Passei o serão na Nazaré , e cerca das 23:30 estava nevoeiro e morrinha que molhava o vidro do carro . Sem termômetro pará registar, mas estava fresco , a pedir casaco.
Foi assim até Alcobaça.


----------



## guisilva5000 (10 Jun 2015 às 02:54)

Bastante mais fresco hoje, já sinto uma brisa a correr em casa, temperatura nos *18ºC e a cair a pico. *


----------



## homem do mar (10 Jun 2015 às 03:00)

nelson972 disse:


> Passei o serão na Nazaré , e cerca das 23:30 estava nevoeiro e morrinha que molhava o vidro do carro . Sem termômetro pará registar, mas estava fresco , a pedir casaco.
> Foi assim até Alcobaça.


Estou na figueira da foz e apesar de estar nevoeiro o tempo até está razoável


----------



## thunderboy (10 Jun 2015 às 03:08)

De volta a casa, céu estrelado e 18ºC, bastante mais fresco que nos dias anteriores.


----------



## jonas_87 (10 Jun 2015 às 07:24)

Boas,

Grande entrada de nevoeiro, não esperava.
Minima de *15,0ºC*
Neste momento, sigo com *15,9ºC, *nublado e *93 % HR.*
Muito nevoeiro na zona oeste da serra, nem consigo observar a serra.

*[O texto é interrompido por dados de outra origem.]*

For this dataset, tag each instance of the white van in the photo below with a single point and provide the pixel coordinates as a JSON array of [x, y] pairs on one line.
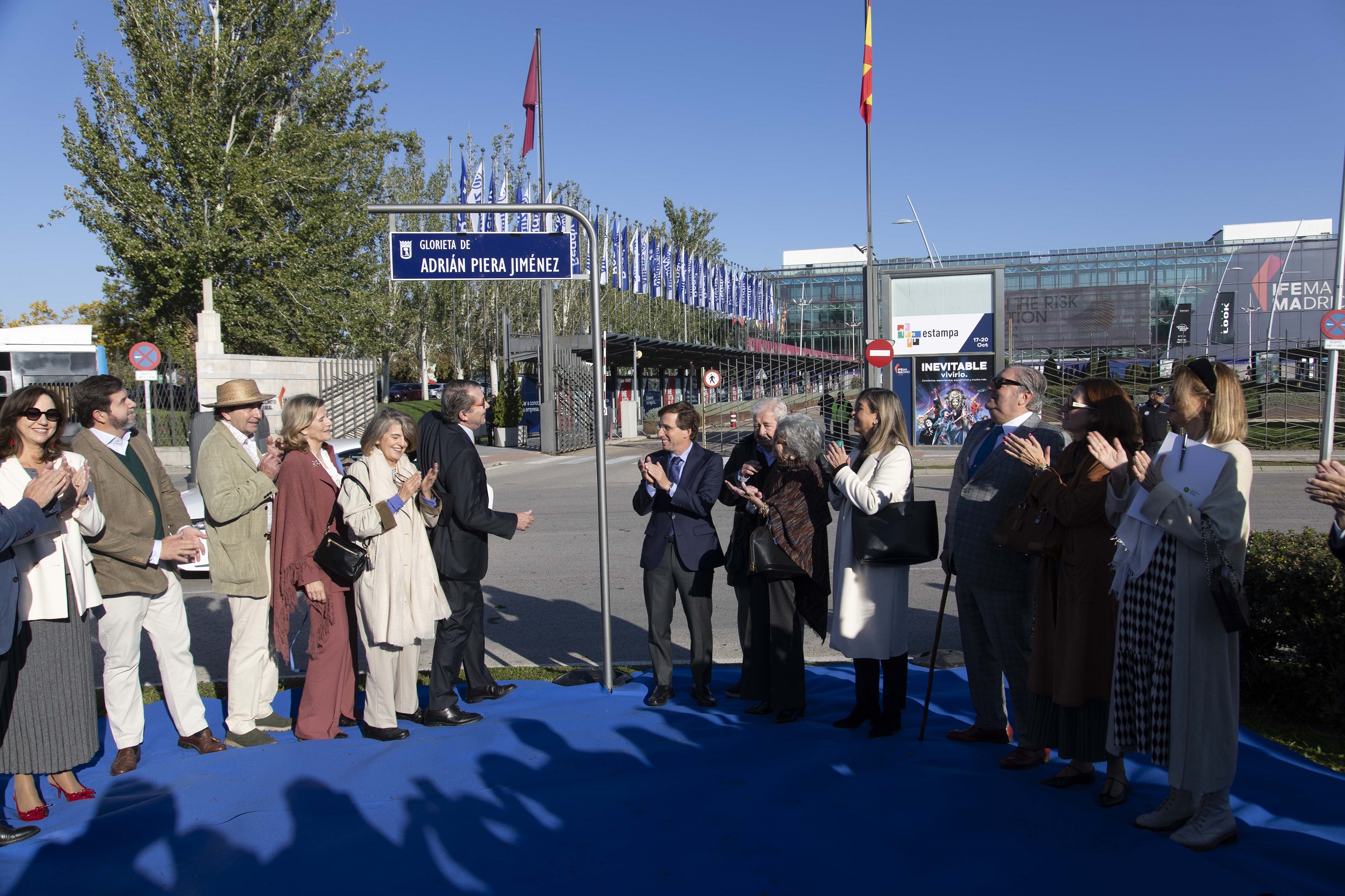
[[49, 354]]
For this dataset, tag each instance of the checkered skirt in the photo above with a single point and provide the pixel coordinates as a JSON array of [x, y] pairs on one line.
[[1144, 683]]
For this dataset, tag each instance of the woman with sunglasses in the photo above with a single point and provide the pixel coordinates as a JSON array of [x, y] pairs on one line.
[[54, 721], [1075, 620]]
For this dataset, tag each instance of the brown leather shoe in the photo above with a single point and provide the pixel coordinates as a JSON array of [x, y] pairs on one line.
[[126, 761], [202, 742], [1023, 758], [981, 735]]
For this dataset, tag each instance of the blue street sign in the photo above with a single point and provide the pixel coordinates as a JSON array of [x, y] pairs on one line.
[[481, 255]]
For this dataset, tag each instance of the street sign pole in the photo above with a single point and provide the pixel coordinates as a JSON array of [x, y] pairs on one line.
[[599, 375], [1334, 357]]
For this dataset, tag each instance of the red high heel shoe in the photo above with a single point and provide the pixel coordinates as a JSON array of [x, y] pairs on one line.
[[87, 793], [33, 814]]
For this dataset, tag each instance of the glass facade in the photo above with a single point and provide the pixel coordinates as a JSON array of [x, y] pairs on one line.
[[1119, 299]]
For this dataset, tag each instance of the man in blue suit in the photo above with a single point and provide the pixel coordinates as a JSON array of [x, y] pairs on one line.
[[20, 523], [680, 488]]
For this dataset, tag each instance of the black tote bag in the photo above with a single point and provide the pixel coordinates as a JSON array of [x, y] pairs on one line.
[[902, 534]]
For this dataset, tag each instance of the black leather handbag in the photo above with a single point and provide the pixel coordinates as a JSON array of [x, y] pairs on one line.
[[898, 535], [1225, 586], [338, 555], [770, 559]]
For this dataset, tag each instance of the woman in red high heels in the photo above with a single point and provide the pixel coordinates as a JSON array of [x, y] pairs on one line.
[[54, 722]]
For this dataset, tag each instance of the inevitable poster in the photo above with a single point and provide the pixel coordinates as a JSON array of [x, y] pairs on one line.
[[950, 397]]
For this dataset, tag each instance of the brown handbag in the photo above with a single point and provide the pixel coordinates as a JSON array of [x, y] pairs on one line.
[[1030, 528]]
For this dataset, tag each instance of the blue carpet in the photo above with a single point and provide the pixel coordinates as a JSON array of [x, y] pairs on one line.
[[573, 790]]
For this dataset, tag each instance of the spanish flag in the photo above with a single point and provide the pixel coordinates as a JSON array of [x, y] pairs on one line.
[[867, 79]]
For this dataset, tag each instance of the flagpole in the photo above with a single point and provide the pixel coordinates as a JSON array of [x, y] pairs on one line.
[[546, 309]]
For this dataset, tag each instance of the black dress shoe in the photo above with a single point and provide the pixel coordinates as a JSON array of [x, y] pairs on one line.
[[660, 696], [489, 692], [384, 734], [449, 717], [15, 835]]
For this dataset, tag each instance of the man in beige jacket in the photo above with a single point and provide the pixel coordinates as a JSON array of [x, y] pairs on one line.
[[149, 531], [237, 484]]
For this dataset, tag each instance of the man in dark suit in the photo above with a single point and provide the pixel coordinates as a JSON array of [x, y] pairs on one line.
[[678, 489], [994, 583], [462, 552], [20, 523], [1153, 421]]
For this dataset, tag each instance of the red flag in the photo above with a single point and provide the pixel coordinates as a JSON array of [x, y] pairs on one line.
[[867, 79], [530, 98]]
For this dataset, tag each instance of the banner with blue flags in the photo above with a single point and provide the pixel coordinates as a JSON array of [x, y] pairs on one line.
[[462, 194], [475, 196], [625, 257]]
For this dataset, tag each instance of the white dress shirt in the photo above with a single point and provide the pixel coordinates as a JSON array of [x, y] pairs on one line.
[[249, 444], [673, 485], [120, 444]]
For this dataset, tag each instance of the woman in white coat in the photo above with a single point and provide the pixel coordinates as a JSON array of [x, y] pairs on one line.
[[54, 722], [1175, 687], [398, 601], [869, 602]]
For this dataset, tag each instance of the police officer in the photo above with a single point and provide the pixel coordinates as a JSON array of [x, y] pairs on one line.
[[1153, 421]]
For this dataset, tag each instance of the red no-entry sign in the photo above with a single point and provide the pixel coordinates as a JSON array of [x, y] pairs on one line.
[[1333, 324], [879, 352], [144, 357]]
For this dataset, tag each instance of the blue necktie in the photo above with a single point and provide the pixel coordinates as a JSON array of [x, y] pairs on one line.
[[984, 451], [675, 464]]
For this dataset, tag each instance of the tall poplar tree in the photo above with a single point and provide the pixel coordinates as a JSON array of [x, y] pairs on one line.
[[240, 144]]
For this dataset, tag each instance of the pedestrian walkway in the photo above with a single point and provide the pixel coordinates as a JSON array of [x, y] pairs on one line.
[[575, 790]]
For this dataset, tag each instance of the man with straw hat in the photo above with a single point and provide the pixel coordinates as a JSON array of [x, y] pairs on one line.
[[237, 484]]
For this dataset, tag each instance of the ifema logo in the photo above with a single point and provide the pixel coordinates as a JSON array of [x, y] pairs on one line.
[[1294, 296]]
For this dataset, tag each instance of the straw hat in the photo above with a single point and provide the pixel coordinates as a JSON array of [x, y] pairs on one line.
[[237, 394]]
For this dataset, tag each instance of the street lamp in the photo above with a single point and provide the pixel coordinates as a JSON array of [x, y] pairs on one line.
[[916, 222]]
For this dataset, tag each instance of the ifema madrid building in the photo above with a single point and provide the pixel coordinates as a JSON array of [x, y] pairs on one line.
[[1250, 295]]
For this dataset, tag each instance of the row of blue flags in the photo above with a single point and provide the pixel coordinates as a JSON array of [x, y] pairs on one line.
[[637, 262]]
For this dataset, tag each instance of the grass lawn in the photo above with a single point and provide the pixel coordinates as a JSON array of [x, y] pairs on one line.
[[1323, 746]]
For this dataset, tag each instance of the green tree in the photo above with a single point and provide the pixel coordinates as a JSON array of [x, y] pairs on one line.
[[691, 229], [240, 146]]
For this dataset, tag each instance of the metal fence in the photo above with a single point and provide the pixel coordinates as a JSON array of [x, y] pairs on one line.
[[349, 386]]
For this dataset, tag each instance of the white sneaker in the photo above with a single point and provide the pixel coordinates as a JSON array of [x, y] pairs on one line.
[[1212, 826], [1173, 813]]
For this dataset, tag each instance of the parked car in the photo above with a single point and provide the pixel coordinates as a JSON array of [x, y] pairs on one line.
[[404, 393], [346, 449]]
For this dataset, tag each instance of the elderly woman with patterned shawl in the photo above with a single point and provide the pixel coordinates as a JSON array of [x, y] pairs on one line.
[[792, 503]]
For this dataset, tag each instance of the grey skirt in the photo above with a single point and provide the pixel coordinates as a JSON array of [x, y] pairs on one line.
[[54, 723]]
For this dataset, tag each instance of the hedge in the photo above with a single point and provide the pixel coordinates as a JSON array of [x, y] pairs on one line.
[[1293, 656]]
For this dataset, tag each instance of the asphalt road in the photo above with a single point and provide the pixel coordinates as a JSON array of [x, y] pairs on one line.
[[543, 591]]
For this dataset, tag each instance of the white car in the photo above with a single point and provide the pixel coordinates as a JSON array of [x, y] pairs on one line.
[[346, 449]]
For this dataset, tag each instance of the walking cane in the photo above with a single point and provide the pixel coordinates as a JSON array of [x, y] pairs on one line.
[[934, 653]]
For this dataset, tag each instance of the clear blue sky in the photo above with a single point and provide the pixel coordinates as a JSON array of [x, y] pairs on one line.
[[1013, 125]]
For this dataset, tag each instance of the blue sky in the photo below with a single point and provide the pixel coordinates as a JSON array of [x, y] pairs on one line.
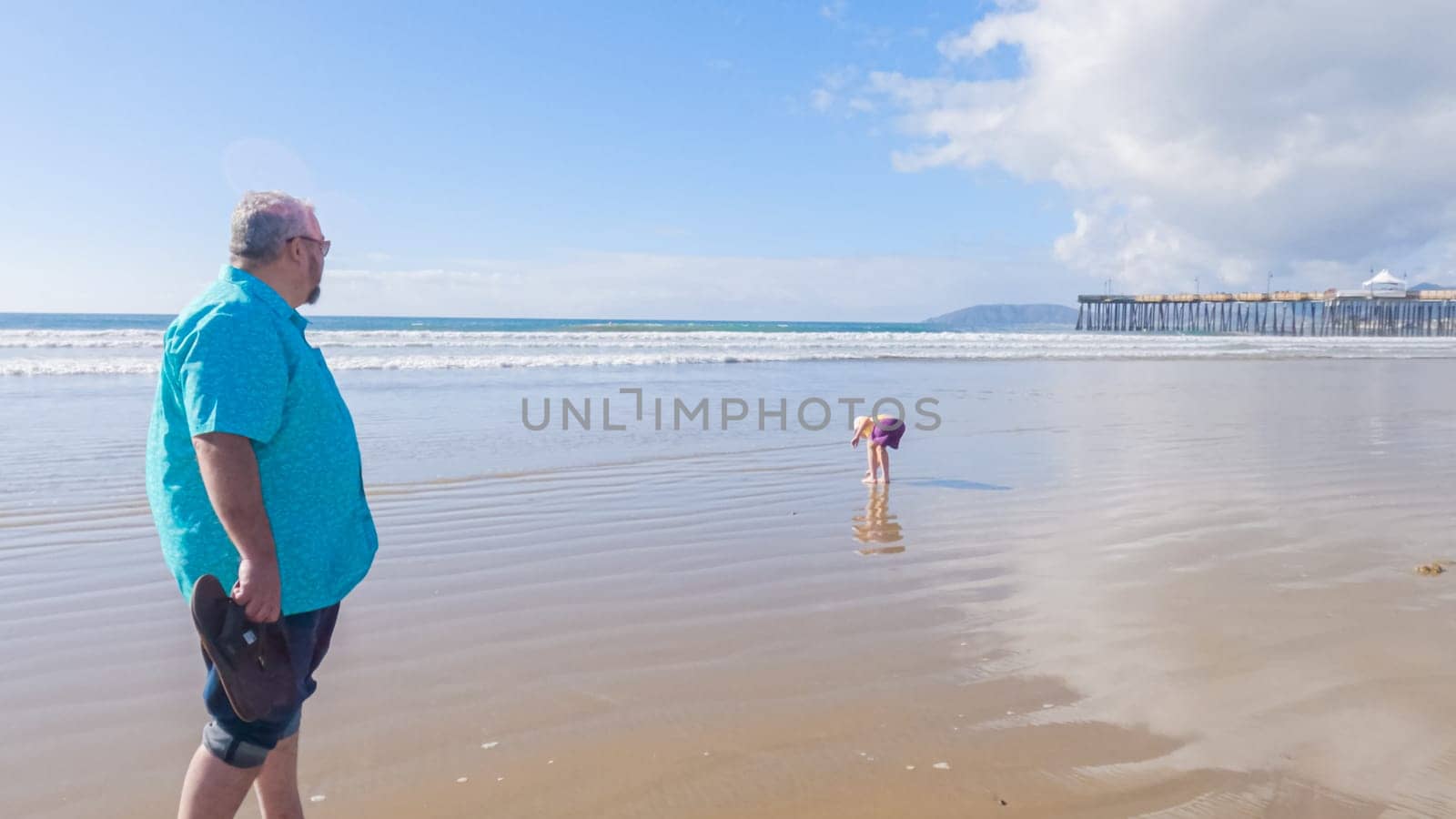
[[640, 159]]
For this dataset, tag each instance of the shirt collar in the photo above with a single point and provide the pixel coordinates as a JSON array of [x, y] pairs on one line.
[[261, 290]]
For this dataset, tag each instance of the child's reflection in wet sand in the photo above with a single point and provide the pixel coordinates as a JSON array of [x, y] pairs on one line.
[[877, 528]]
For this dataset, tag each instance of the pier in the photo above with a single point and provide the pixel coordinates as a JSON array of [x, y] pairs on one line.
[[1281, 312]]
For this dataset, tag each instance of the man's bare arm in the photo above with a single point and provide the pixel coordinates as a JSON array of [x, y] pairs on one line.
[[230, 474]]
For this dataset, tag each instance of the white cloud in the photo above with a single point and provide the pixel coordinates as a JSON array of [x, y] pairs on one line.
[[602, 285], [1212, 137]]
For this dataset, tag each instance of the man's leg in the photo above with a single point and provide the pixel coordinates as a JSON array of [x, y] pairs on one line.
[[277, 783], [213, 789]]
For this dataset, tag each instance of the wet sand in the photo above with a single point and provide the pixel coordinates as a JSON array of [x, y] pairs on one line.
[[1101, 596]]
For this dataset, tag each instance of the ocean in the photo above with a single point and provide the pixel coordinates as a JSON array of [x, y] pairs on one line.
[[1114, 574], [67, 344]]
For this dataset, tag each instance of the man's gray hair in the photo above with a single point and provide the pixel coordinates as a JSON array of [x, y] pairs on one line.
[[264, 220]]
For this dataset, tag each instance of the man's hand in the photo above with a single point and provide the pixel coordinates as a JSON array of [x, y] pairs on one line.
[[230, 474], [258, 591]]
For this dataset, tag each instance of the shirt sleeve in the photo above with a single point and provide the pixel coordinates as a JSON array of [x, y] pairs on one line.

Ontem, a minima tropical lá se aguentou, foi por um triz.
Minima de *20,1ºC, *a quarta do presente ano.


----------



## Pedro1993 (10 Jun 2015 às 10:27)

A noite de ontem foi bem iluminada por relampagos.
Agora a manha segue amena com céu praticamente limpo e como 23ºC


----------



## miguel (10 Jun 2015 às 11:34)

Boas

A noite foi fria com 16,1ºC de mínima 

Agora sol e tempo frio e húmido, estão apenas 20,7ºC e 77%Hr

De tarde deve piorar com o aumento nas nuvens.


----------



## jonas_87 (10 Jun 2015 às 12:16)

Manhã fresca, registo neste momento 18,9ºC e  76% HR


----------



## miguel (10 Jun 2015 às 12:29)

Se a pouco já estava mau agora ainda está pior 

19,9ºC, 80%Hr e vento de SW que se torna frio


----------



## miguel (10 Jun 2015 às 17:18)

Máxima até ao momento de apenas 21,8ºC

Agora 19,9ºC, 77%Hr e vento fraco de W/SW


----------



## jonas_87 (10 Jun 2015 às 17:20)

Máxima de *20,6ºC* ( e foi registada à meia noite) descida bem acentuada.
Agora sigo nos *17,9ºC e 81% HR*


----------



## Duarte Sousa (10 Jun 2015 às 18:42)

Que dia tarde tão agradável! Bem fresca, sem Sol, bastante humidade... Ideal para refrescar as casas.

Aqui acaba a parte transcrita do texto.